CTL: The $600 extra is only for 13 weeks.April 26, 2020 12:41 am at 12:41 am #1853225CTLAWYERParticipant
13 weeks is a quarter of the year
Many of these schools closed for what would be the final three months of the school year
Many of the Federal relief programs are likely to be extended
Some schools OOT may be able to reopen in late May or June depending on circumstances and the state governor’s directives
These are hard and trying times and all Americans suffer in different ways
My bank manager called me immediately when the PPP money became available and said as a preferred customer they had moved my firm’s name to the top of the list. I told him that we would not be taking these government funds and that they should be used for companies not in great financial shape with low income employees who need their paychecks and jobs.

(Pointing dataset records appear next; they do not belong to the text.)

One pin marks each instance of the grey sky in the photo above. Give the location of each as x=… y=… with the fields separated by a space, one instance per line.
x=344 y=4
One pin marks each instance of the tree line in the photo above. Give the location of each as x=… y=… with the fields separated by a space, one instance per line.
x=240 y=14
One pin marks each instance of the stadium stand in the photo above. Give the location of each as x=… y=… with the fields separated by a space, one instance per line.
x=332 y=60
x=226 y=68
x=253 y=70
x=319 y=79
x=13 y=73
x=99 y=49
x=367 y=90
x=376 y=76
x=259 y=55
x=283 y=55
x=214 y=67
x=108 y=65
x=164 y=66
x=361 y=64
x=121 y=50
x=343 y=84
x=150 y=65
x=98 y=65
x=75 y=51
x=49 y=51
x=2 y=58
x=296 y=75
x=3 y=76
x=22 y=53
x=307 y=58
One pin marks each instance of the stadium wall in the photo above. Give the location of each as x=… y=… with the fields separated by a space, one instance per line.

It is a shame that banks played favorites with Federal aid and many businesses who did not truly need the money took it and small and newly established businesses who needed the aid didn’t even have their applications processed.
Here in CT law firms and accountants were on the list of ‘essential’ businesses allowed to operate. The CTL firm is operating remotely with our offices closed to the public. Only the one designated employee may enter the premises to access hard files.

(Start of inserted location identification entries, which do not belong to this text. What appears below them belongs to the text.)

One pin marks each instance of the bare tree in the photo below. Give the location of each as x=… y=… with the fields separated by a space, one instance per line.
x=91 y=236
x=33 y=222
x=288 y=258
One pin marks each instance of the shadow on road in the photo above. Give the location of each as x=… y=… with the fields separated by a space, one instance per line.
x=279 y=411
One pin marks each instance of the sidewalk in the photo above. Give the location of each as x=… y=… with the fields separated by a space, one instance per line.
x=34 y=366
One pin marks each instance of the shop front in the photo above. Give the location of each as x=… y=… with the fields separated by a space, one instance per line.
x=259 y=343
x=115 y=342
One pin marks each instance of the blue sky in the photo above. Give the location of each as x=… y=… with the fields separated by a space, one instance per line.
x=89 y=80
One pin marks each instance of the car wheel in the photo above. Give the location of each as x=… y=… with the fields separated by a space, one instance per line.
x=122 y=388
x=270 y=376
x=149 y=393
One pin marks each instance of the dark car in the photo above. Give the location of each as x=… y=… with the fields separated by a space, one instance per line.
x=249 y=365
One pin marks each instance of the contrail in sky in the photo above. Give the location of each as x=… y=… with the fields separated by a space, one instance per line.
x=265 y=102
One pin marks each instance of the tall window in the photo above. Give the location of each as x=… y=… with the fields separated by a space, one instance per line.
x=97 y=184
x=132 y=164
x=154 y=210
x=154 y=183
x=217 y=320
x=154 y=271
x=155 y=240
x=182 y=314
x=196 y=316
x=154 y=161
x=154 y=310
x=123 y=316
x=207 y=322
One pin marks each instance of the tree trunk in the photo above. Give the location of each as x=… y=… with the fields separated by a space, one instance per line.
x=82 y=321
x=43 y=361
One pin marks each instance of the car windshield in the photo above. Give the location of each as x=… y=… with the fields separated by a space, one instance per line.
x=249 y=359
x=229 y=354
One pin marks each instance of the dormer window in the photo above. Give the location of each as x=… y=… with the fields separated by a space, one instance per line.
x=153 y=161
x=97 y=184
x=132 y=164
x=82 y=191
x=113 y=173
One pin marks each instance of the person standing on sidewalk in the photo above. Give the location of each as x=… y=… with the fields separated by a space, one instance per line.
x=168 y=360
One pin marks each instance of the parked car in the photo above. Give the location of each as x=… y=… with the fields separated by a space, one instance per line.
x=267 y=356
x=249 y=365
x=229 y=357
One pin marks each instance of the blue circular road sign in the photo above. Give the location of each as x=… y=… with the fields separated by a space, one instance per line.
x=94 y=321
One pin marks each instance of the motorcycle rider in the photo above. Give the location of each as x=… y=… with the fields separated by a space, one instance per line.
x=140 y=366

Between keeping the firm operating, being in our town’s emergency management committee and trying to educate and raise all our grandchildren and grand nieces and nephews who have been in the compound since about the 10th of March I am busier than ever and look forward to a return to normalcy and a bit of a rest.April 26, 2020 12:43 am at 12:43 am #1853241unomminParticipant
I’m sorry but I find this proposition to be ludicrous. My brother-in-law is a rabi in a local school and he absolutely needs his job. it doesn’t matter that he’s basically a little over paid based on his skill-set, that doesn’t have any college Baruch Hashem and is years and years of yeshiva are certainly worth something. Not being biased but it’s a pretty low great day teaches and probably pretty easy to swap him out for someone else. but at the same time he has a family to rest and it would be completely unfair for schools to go around and just take out people who may not be the most qualified and who are paid a little more than they should be just because they’re trying to optimize how they spend their dollars.

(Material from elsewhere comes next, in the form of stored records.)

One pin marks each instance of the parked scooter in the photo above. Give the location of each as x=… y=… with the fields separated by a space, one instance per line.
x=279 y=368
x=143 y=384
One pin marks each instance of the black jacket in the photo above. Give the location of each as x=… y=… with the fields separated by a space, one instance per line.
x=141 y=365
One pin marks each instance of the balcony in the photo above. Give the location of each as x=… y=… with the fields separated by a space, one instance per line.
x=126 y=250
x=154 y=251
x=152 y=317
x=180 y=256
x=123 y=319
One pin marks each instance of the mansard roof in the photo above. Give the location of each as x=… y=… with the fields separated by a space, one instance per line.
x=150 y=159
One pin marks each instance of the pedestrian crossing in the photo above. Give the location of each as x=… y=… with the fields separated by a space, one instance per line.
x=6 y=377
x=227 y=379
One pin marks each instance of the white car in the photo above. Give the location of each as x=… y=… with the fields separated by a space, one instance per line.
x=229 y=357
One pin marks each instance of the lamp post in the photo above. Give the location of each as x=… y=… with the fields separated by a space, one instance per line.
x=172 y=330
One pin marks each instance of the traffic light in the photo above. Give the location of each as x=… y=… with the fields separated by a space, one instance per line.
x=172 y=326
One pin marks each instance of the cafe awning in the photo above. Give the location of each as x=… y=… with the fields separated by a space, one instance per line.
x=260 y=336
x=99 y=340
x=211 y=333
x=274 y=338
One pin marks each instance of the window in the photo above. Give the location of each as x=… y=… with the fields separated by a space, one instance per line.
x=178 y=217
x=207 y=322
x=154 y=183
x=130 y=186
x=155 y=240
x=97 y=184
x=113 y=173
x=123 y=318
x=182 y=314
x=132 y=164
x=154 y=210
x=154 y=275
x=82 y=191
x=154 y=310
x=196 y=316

The proposition is really just unfair to the people who need those jobs.April 26, 2020 4:10 pm at 4:10 pm #1853545Abba_SParticipant
Most yeshivas and probably day schools too run on a deficit which they make up with fundraising. They also pay very little and even that they don’t always pay on time. Cutting salaries will result in staff loss resulting in larger classroom size i.e more pupils per class and or a dirtier school. Parents will remove their children and the school will cease to exist.
The school needs to charge full price and hope for the best, that most parents will pay. Even in the best of times some parent are behind in payments and now that there is a pandemic even more of them will be behind. They may have a scholarship fund which helps parents who can’t fully pay the tuition but because of the lock down there are too many parents applying.
As far as cutting the salary, most schools have contracts which states how much they are going to pay each employee so they can’t do that. Also since they are paid so little they may not be able to find qualified replacements.